The results of this study might be explained by the fact that the implantation of CABG changes the distribution of pressures within the arterial and venous vessels. Higher pressure in the coronary venous system can cause the expansion of veins as a compensation mechanism. Also, one might hypothesize that increased coronary venous pressure can support the ischemic myocardium in the presence of advanced atherosclerotic lesions. Changes in contrast enhancement, as first proposed by Rybicki et al. [18], and then expanded upon by Steigner et al. [19] followed by Chow et al. [20] have been shown to contain additional diagnostic information. Our manuscript provides additional data to support the concept that coronary enhancement is related to flow, and more specifically that alterations in coronary blood flow patterns can be measured, at least in part, by CT. However, anatomo-pathology studies are necessary to confirm these explanations.

Limitations of the study

Presented study is observational study only—we did not perform two examinations on each patient (before and after cardio surgery) due to the large dose of radiation. We are aware that the main aim of an MSCT examination in the included patients was the evaluation of the coronary arteries. Thus, as no special scan and contrast protocol for venous enhancement was used, in certain cases the existing veins could not be visualized.

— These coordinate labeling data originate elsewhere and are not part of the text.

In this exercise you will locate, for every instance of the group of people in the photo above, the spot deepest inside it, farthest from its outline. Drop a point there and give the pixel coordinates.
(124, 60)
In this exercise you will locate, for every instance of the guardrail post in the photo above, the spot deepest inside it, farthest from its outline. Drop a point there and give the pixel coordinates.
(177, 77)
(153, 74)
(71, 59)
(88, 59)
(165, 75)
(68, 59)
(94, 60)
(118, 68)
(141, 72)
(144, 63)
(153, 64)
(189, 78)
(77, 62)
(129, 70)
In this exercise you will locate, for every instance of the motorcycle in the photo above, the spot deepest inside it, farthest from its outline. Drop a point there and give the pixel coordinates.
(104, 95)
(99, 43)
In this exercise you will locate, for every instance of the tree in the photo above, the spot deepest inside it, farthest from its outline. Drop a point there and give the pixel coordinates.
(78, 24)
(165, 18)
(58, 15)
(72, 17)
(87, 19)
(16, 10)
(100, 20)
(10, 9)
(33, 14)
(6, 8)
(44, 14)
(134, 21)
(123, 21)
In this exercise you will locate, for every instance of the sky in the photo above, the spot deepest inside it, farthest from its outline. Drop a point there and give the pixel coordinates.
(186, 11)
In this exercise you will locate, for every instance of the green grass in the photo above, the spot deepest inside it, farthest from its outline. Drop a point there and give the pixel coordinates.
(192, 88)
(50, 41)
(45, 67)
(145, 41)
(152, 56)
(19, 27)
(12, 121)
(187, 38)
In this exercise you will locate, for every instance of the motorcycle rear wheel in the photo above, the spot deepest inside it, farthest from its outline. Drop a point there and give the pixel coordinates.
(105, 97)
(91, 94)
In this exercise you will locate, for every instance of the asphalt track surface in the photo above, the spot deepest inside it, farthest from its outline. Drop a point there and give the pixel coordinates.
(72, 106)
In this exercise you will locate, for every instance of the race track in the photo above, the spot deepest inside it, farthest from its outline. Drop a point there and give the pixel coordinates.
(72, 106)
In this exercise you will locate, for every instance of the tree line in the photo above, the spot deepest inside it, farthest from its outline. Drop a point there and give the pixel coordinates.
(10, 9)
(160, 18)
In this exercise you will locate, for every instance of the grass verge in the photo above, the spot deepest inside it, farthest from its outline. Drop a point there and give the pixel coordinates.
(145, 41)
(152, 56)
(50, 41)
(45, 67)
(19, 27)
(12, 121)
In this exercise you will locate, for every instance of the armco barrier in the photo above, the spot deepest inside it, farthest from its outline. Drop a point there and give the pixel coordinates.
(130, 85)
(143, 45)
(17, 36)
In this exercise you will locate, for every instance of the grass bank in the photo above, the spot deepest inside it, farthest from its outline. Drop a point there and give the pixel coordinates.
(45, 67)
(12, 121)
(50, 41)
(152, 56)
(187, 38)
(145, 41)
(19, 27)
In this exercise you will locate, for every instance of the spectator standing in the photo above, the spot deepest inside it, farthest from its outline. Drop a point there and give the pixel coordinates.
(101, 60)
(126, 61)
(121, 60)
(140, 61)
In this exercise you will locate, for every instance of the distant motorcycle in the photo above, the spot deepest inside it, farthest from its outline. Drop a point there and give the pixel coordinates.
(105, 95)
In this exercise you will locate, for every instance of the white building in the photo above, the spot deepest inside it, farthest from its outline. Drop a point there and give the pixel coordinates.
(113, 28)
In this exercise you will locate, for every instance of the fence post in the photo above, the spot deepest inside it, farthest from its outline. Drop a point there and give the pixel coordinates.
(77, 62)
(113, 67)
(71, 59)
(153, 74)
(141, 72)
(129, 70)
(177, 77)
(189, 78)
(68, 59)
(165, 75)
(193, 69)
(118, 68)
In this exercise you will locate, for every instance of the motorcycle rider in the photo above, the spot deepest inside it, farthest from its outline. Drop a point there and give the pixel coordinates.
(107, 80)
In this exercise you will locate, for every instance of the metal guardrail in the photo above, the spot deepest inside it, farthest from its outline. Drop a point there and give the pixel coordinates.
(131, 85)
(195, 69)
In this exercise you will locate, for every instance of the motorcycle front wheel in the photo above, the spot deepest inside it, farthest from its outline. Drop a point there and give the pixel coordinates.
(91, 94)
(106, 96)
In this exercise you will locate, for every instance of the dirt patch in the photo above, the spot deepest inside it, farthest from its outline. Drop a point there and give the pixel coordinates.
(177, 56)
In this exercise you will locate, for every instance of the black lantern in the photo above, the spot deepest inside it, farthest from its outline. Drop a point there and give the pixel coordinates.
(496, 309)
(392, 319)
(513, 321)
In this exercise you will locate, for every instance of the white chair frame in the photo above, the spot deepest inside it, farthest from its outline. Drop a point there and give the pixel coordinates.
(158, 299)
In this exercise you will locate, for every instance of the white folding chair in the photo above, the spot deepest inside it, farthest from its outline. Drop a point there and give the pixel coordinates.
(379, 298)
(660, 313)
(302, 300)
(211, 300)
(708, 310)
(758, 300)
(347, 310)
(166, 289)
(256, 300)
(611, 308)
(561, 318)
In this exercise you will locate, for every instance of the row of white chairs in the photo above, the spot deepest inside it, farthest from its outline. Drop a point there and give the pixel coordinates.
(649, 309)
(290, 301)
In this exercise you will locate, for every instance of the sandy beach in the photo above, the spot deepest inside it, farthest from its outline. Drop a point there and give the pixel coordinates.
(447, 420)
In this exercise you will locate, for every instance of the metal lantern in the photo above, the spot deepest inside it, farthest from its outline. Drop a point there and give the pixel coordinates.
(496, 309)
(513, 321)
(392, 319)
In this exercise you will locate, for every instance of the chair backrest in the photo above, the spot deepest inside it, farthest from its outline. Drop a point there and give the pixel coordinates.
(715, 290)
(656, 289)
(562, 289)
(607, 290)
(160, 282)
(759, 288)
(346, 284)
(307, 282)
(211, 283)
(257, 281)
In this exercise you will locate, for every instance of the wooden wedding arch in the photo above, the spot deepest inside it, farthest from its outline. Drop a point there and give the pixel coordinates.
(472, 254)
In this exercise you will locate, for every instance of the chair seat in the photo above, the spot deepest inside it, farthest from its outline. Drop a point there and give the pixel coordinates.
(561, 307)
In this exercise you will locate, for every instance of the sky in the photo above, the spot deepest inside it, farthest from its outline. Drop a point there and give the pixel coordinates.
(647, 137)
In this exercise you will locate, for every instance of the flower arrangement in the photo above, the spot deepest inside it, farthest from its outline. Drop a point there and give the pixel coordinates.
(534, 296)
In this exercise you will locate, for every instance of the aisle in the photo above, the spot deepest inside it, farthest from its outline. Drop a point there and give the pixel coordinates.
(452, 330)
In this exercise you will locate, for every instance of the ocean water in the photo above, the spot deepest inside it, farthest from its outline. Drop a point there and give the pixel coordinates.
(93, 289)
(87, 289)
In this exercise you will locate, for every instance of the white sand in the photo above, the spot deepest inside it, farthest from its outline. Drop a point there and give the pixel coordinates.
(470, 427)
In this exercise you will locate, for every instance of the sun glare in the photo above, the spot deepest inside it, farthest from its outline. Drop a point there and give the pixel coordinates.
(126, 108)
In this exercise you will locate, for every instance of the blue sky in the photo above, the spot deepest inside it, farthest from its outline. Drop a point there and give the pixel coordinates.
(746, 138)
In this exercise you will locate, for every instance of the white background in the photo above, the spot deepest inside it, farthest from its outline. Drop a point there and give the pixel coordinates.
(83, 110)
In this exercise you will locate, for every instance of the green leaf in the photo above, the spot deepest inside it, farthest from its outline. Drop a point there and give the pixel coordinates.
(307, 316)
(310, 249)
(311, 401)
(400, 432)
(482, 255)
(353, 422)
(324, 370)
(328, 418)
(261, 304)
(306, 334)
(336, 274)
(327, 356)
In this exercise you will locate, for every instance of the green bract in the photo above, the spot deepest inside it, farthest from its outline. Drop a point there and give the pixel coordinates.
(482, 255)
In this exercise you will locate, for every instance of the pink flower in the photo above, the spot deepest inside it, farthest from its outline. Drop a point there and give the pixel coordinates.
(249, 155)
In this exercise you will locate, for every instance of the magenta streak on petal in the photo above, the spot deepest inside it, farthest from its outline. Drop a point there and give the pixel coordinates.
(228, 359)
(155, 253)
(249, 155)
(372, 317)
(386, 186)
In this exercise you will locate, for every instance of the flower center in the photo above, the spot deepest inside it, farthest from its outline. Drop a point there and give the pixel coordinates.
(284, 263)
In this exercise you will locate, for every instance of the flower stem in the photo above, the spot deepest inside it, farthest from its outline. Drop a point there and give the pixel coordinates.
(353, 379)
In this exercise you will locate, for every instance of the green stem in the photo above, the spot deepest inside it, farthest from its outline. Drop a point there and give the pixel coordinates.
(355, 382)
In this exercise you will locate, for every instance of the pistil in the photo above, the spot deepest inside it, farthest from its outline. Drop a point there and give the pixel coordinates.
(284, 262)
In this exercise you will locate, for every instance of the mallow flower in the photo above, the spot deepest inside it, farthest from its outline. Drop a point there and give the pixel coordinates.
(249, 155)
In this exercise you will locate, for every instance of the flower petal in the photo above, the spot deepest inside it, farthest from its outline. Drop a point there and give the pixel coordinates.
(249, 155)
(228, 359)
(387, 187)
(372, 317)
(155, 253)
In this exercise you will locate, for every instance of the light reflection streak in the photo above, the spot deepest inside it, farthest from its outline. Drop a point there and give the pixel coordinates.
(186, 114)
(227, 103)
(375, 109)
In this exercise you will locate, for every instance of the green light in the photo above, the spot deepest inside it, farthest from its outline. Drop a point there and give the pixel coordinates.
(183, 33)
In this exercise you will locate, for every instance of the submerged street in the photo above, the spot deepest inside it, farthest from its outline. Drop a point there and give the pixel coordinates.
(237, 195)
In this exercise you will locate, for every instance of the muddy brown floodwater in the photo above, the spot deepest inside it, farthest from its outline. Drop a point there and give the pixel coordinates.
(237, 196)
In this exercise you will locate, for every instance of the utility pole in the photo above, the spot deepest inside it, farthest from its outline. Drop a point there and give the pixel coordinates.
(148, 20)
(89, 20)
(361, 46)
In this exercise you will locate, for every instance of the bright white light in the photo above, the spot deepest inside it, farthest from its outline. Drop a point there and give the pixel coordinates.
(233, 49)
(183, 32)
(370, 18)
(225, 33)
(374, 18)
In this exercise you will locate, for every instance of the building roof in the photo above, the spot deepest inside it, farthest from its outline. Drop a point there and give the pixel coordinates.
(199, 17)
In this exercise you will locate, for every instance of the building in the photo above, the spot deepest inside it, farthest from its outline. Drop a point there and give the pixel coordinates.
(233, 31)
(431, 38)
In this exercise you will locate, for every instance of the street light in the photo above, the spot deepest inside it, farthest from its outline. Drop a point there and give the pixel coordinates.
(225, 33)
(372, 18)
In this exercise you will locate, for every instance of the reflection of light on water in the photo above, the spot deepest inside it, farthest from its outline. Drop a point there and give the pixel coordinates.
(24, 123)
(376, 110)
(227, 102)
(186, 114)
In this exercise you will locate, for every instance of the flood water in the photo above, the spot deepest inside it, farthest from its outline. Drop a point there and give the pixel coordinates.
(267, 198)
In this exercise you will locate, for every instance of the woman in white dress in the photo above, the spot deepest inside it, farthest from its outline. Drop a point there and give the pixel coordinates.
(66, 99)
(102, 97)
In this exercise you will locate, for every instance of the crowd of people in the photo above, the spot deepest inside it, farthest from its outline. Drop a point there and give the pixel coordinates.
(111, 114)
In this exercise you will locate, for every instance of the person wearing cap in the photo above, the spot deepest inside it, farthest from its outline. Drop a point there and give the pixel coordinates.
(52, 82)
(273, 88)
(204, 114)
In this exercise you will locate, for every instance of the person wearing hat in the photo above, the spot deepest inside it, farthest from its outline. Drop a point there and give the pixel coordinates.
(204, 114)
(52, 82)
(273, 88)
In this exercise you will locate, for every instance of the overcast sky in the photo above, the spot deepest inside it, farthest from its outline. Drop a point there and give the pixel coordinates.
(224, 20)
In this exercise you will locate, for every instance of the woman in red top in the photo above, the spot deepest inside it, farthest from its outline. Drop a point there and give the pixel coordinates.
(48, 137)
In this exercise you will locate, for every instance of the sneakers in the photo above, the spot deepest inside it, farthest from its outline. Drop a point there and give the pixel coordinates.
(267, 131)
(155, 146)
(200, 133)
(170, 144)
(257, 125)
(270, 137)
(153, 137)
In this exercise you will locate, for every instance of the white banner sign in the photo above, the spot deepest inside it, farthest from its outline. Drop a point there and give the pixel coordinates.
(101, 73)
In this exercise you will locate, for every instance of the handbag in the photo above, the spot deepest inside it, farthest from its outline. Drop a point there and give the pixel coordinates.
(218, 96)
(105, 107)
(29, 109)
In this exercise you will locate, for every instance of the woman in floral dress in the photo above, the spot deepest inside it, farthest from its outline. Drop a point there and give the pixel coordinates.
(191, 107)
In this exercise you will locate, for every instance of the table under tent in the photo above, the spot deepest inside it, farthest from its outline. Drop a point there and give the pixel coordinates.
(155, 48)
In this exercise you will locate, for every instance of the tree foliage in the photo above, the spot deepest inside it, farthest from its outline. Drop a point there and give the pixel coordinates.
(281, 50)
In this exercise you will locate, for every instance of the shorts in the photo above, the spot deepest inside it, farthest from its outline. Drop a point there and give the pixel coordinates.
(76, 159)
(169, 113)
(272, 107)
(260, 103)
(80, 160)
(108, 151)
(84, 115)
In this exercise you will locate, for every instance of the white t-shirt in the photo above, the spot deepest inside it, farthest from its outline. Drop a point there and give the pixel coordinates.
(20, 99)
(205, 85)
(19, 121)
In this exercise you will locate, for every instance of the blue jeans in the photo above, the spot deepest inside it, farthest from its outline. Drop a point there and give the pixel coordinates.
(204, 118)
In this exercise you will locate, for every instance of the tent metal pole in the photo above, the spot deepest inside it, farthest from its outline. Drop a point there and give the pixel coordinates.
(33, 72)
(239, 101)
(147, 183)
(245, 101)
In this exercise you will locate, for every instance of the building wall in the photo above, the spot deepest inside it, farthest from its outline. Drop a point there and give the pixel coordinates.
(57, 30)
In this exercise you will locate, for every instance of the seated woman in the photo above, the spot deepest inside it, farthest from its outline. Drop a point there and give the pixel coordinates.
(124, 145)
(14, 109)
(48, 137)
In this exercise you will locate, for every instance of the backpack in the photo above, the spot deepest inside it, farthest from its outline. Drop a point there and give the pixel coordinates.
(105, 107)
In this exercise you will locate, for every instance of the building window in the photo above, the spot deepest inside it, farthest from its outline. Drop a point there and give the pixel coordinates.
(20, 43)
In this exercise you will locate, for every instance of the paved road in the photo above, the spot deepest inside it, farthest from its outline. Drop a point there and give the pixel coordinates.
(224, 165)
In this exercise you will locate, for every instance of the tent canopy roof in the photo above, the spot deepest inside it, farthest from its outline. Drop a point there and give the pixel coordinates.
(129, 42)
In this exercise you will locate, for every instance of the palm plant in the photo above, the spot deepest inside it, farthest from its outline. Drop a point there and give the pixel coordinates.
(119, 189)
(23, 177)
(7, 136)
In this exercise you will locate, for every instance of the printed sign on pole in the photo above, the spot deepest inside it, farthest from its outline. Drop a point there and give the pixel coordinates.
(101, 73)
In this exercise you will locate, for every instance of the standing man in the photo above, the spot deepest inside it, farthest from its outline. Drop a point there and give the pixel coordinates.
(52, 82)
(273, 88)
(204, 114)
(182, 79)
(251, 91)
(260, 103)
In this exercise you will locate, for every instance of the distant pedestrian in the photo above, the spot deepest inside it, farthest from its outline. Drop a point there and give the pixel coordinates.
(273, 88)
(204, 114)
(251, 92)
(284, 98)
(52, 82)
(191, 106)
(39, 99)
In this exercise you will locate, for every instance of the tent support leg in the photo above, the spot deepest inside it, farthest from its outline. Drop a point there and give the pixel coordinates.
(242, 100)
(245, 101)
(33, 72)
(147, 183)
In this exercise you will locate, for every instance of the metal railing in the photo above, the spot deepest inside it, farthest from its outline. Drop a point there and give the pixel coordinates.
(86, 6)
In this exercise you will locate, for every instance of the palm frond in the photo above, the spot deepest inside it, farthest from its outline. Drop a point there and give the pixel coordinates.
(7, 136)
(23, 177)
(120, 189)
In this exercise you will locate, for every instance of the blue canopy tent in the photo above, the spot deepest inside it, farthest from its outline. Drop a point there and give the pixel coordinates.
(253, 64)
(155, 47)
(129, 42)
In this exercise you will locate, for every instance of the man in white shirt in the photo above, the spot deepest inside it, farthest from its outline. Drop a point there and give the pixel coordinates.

However, as the same protocol (arterial phase) was used in both groups, the observed differences in the venous anatomy are reliable. Our results do not explain why difficulties during implantation of CRT in patients after CABG occurred; we only documented that for some reason the number of coronary veins increases after bypasses. There is no other research describing the venous anatomy in patients after CABG; therefore we do not have the possibility to discuss these results with other authors.

Conclusions

Advanced CAD where implantation of CABG is needed has a significant influence on the coronary venous system. The number of identifiable coronary veins is significantly higher in patients after CABG as compared to subjects without changes in coronaries. This might suggest an association between changes in coronary artery circulation and cardiac venous retention. The clinical significance and pathophysiological meaning of this finding requires further studies.